The C language standard defines a virtual machine where all objects occupy an integral number of abstract storage units made up of some fixed number of bits (specified by the CHAR_BIT macro in limits.h). Each storage unit must be uniquely addressable. A storage unit is defined as the amount of storage occupied by a single character from the basic character set1. Thus, by definition, the size of the char type is 1.
Eventually, these abstract storage units have to be mapped onto physical hardware. Most common architectures use individually addressable 8-bit bytes, so char objects usually map to a single 8-bit byte.
Usually.
Historically, native byte sizes have been anywhere from 6 to 9 bits wide. In C, the char type must be at least 8 bits wide in order to represent all the characters in the basic character set, so to support a machine with 6-bit bytes, a compiler may have to map a char object onto two native machine bytes, with CHAR_BIT being 12. sizeof (char) is still 1, so types with size N will map to 2 * N native bytes.
1. The basic character set consists of all 26 English letters in both upper- and lowercase, 10 digits, punctuation and other graphic characters, and control characters such as newlines, tabs, form feeds, etc., all of which fit comfortably into 8 bits.
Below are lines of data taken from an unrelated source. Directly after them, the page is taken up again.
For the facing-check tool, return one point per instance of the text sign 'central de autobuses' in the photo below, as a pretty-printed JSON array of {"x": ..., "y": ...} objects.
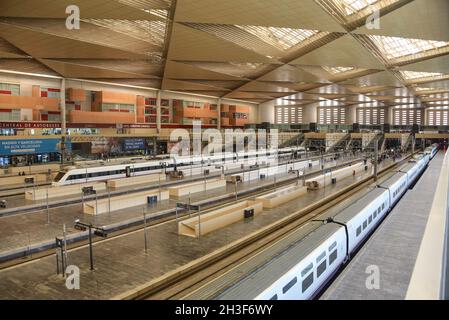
[{"x": 30, "y": 125}]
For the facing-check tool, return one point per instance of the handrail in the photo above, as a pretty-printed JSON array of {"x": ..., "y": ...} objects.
[{"x": 429, "y": 274}]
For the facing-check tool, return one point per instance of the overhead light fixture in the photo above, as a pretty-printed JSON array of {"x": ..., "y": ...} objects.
[
  {"x": 338, "y": 70},
  {"x": 414, "y": 75},
  {"x": 396, "y": 47}
]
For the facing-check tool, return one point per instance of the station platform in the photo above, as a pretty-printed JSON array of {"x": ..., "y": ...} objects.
[
  {"x": 393, "y": 249},
  {"x": 18, "y": 203},
  {"x": 121, "y": 263},
  {"x": 24, "y": 234}
]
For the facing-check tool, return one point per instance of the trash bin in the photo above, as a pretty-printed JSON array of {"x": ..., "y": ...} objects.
[
  {"x": 249, "y": 213},
  {"x": 152, "y": 199}
]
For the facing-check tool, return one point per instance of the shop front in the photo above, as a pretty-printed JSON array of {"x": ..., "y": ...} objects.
[{"x": 24, "y": 152}]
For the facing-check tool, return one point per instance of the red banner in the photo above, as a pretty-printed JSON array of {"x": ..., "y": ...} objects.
[{"x": 30, "y": 125}]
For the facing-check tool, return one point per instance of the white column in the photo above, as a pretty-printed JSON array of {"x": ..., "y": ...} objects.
[
  {"x": 63, "y": 121},
  {"x": 62, "y": 107},
  {"x": 219, "y": 114},
  {"x": 158, "y": 111}
]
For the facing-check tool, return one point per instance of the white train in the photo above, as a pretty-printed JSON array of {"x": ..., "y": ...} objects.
[
  {"x": 432, "y": 150},
  {"x": 74, "y": 175},
  {"x": 303, "y": 269}
]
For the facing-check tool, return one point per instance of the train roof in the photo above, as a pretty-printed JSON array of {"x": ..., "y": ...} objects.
[
  {"x": 393, "y": 179},
  {"x": 267, "y": 272},
  {"x": 354, "y": 209}
]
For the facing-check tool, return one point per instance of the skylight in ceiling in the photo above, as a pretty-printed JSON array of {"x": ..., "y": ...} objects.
[
  {"x": 271, "y": 42},
  {"x": 280, "y": 38},
  {"x": 338, "y": 70},
  {"x": 413, "y": 75},
  {"x": 394, "y": 47},
  {"x": 145, "y": 30},
  {"x": 353, "y": 6}
]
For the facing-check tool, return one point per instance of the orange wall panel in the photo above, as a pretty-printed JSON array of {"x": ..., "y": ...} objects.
[
  {"x": 19, "y": 102},
  {"x": 78, "y": 95},
  {"x": 36, "y": 91},
  {"x": 118, "y": 97},
  {"x": 241, "y": 109},
  {"x": 101, "y": 117},
  {"x": 199, "y": 113}
]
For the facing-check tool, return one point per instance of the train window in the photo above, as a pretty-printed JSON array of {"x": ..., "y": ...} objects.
[
  {"x": 321, "y": 268},
  {"x": 321, "y": 257},
  {"x": 307, "y": 282},
  {"x": 307, "y": 270},
  {"x": 289, "y": 285},
  {"x": 333, "y": 257}
]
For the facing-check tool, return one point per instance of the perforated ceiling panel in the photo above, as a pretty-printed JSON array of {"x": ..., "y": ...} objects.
[{"x": 303, "y": 51}]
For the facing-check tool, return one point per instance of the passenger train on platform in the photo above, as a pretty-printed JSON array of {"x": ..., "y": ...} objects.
[
  {"x": 319, "y": 255},
  {"x": 432, "y": 150},
  {"x": 74, "y": 175}
]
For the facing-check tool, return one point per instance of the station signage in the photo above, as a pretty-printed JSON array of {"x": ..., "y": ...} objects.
[
  {"x": 30, "y": 125},
  {"x": 31, "y": 146},
  {"x": 134, "y": 144}
]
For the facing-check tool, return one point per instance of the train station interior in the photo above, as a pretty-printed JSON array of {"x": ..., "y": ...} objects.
[{"x": 224, "y": 150}]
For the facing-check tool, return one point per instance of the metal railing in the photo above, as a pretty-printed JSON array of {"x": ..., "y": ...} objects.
[{"x": 428, "y": 281}]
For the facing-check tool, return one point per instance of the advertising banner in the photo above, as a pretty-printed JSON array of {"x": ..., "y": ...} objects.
[
  {"x": 109, "y": 145},
  {"x": 133, "y": 144},
  {"x": 31, "y": 146}
]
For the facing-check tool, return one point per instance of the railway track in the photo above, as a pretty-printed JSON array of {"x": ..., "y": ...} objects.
[
  {"x": 180, "y": 283},
  {"x": 79, "y": 199},
  {"x": 242, "y": 196}
]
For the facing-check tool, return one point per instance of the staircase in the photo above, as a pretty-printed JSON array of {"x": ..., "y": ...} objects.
[
  {"x": 342, "y": 143},
  {"x": 297, "y": 140}
]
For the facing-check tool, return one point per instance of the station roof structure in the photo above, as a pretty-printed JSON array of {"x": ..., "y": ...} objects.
[{"x": 252, "y": 50}]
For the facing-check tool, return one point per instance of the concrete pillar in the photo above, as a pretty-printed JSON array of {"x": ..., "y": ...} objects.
[
  {"x": 62, "y": 107},
  {"x": 158, "y": 111},
  {"x": 63, "y": 121},
  {"x": 219, "y": 114}
]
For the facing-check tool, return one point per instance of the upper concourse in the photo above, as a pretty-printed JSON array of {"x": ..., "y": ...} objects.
[{"x": 284, "y": 62}]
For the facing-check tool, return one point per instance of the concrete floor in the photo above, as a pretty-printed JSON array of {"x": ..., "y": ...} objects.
[
  {"x": 121, "y": 263},
  {"x": 393, "y": 248},
  {"x": 23, "y": 230}
]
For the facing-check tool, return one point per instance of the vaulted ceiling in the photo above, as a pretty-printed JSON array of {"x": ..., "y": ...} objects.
[{"x": 255, "y": 50}]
You don't need more than a byte to represent the whole ascii table (128 characters).
But there are other C types which have more room to contain data, like int type (4 bytes) or long double type (12 bytes).
All of these contain numerical values (even chars! even if they're represented as "letters", they're "numbers", you can compare it, add it...).
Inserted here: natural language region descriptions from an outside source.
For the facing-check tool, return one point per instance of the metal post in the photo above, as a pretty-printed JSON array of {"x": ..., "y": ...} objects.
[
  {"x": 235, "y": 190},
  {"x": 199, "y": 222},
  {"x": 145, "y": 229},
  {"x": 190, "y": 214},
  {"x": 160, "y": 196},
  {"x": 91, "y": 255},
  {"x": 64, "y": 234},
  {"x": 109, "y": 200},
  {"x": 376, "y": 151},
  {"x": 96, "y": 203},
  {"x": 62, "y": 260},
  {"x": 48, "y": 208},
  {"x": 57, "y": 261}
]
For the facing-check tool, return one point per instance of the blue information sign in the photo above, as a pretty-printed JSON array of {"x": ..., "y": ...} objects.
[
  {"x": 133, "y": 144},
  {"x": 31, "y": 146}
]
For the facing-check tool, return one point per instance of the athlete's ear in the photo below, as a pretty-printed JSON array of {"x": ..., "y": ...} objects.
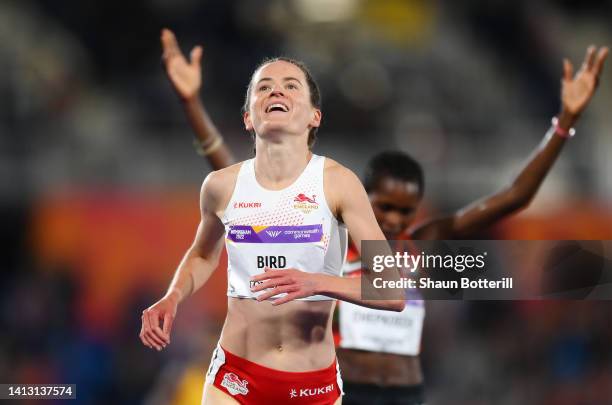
[
  {"x": 248, "y": 125},
  {"x": 316, "y": 119}
]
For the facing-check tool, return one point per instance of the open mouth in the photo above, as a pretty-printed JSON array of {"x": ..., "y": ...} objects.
[{"x": 277, "y": 107}]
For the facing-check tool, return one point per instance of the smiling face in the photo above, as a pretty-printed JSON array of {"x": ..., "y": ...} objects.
[{"x": 279, "y": 102}]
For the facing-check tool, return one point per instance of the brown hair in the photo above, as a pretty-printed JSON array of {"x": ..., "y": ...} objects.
[{"x": 313, "y": 87}]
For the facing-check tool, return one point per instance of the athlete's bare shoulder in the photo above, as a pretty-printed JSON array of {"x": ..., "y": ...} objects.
[{"x": 218, "y": 187}]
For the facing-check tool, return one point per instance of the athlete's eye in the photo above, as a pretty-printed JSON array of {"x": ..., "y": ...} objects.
[
  {"x": 406, "y": 211},
  {"x": 385, "y": 207}
]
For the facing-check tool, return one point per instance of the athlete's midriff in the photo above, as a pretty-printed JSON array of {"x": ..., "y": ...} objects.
[
  {"x": 385, "y": 369},
  {"x": 295, "y": 336}
]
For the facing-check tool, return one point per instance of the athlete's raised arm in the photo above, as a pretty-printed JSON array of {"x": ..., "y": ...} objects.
[
  {"x": 186, "y": 79},
  {"x": 348, "y": 199},
  {"x": 194, "y": 270},
  {"x": 576, "y": 92}
]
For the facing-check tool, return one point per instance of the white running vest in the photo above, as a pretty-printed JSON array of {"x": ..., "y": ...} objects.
[
  {"x": 289, "y": 228},
  {"x": 381, "y": 331}
]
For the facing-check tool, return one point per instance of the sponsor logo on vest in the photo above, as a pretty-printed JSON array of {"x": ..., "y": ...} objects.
[
  {"x": 272, "y": 262},
  {"x": 311, "y": 392},
  {"x": 234, "y": 384},
  {"x": 273, "y": 234},
  {"x": 246, "y": 204},
  {"x": 304, "y": 203}
]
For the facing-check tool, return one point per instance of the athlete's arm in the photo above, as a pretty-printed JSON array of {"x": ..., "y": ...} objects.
[
  {"x": 194, "y": 270},
  {"x": 576, "y": 93},
  {"x": 186, "y": 79},
  {"x": 349, "y": 201}
]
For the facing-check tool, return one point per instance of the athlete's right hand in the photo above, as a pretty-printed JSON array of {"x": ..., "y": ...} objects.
[
  {"x": 162, "y": 311},
  {"x": 186, "y": 77}
]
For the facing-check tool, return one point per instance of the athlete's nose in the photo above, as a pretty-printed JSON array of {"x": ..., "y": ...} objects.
[{"x": 277, "y": 91}]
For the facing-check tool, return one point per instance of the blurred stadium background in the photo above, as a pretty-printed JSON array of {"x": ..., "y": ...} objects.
[{"x": 100, "y": 183}]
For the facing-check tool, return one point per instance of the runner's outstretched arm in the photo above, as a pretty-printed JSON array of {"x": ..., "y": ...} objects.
[
  {"x": 186, "y": 79},
  {"x": 576, "y": 92},
  {"x": 194, "y": 270}
]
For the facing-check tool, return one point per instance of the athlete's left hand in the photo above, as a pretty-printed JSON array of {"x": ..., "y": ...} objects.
[
  {"x": 294, "y": 282},
  {"x": 577, "y": 91}
]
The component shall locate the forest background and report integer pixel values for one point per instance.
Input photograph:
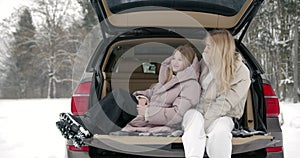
(44, 47)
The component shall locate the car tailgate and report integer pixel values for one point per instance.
(168, 146)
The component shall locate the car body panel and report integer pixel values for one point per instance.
(163, 146)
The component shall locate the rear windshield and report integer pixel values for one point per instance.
(222, 7)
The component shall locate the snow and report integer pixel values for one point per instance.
(291, 129)
(28, 128)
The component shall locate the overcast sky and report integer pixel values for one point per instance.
(8, 6)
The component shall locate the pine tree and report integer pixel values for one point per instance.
(24, 52)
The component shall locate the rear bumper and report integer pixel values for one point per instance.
(275, 155)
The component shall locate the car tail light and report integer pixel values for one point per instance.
(80, 99)
(271, 101)
(83, 148)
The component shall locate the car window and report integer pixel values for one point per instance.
(146, 56)
(222, 7)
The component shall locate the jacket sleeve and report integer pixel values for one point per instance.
(147, 93)
(163, 71)
(234, 99)
(188, 98)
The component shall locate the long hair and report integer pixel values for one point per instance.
(188, 54)
(223, 58)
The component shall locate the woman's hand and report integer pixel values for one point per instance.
(141, 109)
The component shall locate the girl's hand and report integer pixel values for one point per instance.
(143, 101)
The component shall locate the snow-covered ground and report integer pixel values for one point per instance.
(27, 128)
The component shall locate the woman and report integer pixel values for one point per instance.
(224, 82)
(158, 109)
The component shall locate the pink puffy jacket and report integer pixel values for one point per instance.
(169, 101)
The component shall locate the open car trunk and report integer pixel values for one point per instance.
(134, 65)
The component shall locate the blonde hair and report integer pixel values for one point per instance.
(223, 58)
(188, 54)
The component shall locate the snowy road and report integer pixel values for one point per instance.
(28, 128)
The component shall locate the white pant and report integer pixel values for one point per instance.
(216, 139)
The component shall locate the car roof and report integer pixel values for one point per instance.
(229, 14)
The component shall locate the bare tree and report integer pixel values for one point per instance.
(57, 47)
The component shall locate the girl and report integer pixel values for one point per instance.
(157, 109)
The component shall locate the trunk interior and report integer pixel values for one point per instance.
(134, 65)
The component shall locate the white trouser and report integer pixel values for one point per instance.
(216, 139)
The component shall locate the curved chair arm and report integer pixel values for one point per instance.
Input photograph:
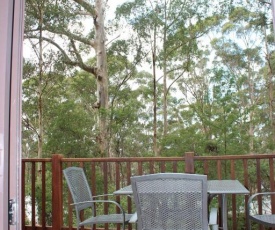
(101, 201)
(251, 198)
(102, 195)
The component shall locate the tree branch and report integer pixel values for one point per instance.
(67, 59)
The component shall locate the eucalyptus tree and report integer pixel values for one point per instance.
(168, 30)
(75, 29)
(243, 57)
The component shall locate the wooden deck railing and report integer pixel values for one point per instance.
(45, 197)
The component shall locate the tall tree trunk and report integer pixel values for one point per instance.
(165, 92)
(270, 87)
(101, 75)
(40, 85)
(154, 49)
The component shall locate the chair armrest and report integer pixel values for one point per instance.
(102, 195)
(254, 196)
(101, 201)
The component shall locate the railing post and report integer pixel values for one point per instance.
(189, 162)
(56, 191)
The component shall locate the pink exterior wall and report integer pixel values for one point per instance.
(11, 32)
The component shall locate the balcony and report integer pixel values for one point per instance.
(45, 197)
These are just different standard sizes, like cm and m for lenght, .
Why does int a = 'adf'; compile and run in C?
The literal 'adf' is a multi-byte character constant. Its value is platform dependent. Don't use it.
For example, one some platform a 32-bit unsigned integer could take the value 0x00616466, and on another it could be 0x66646100, and on yet another it could be 0x84860081...
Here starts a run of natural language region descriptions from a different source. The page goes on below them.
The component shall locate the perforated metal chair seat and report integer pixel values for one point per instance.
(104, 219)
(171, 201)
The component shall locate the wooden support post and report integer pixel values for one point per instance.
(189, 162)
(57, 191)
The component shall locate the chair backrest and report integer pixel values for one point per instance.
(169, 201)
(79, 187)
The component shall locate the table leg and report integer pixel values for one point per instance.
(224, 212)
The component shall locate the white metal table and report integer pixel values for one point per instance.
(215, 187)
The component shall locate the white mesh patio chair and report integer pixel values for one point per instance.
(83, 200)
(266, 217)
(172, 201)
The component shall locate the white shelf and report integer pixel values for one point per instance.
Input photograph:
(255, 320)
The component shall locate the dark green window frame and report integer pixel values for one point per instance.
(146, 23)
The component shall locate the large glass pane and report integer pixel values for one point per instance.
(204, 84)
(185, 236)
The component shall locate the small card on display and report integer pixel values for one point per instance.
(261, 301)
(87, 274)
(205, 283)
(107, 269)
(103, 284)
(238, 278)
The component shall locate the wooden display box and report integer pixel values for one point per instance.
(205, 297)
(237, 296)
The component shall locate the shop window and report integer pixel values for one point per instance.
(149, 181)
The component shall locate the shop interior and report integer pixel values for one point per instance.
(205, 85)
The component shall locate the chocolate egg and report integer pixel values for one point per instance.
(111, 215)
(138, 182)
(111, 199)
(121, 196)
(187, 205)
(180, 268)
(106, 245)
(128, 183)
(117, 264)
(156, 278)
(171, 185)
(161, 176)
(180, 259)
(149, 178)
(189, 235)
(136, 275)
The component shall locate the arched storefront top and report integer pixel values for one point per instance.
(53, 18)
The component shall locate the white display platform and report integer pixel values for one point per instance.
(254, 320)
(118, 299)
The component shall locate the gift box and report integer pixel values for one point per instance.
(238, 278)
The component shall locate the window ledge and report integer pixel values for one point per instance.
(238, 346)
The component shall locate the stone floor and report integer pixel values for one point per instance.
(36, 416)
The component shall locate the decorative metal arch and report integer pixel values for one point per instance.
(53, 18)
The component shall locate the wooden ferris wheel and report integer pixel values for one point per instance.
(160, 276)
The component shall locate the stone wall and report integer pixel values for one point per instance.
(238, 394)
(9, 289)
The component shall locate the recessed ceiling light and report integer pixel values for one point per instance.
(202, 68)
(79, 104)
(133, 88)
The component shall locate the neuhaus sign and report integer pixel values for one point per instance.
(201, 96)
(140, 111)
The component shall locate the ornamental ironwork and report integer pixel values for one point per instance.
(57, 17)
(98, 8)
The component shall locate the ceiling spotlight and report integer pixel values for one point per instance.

This, as Kerrek said, is a multi-byte character constant. It works because each character takes up 8 bits. 'adf' is 3 characters, which is 24 bits. An int is usually large enough to contain this.
But all of the above is platform dependent, and could be different from architecture to architecture. This kind of thing is still used in ancient Apple code, can't quite remember where, although file creator codes ring a bell.
Note the difference in syntax between " and '.
char *x = "this is a string. The value assigned to x is a pointer to the string in memory"
char y = '!' // the value assigned to y is the numerical character value of the character '!'
char z = 'asd' // the value of z is the numerical value of the 'string' data, which can in theory be expressed as an int if it's short enough
It works just because "adf" is 3 ASCII characters and thus 3 bytes long and your platform is a 24 bit or larger system. It would fail on a 16bit system for instance.
Its also worth remembering that although sizeof(char) will always return 1, dependending on platform and compiler more than 1 byte of memory space could be assigned to a char hence for
struct st
{
int a;
char c;
};
when you:
sizeof(st) a number of 32 bit systems will return 8. This is because the system will pad out the single byte for char c to 4 bytes.
ASCII. Every character has a numerical value. Halfway through this tutorial is a description if you need more information http://en.wikibooks.org/wiki/C_Programming/Variables
Edit_______________________________________
char letter2 = 97; /* in ASCII, 97 = 'a' */
This is considered by some to be extremely bad practice, if we are using it to store a character, not a small number, in that if someone reads your code, most readers are forced to look up what character corresponds with the number 97 in the encoding scheme. In the end, letter1 and letter2 store both the same thing – the letter "a", but the first method is clearer, easier to debug, and much more straightforward.
One important thing to mention is that characters for numerals are represented differently from their corresponding number, i.e. '1' is not equal to 1.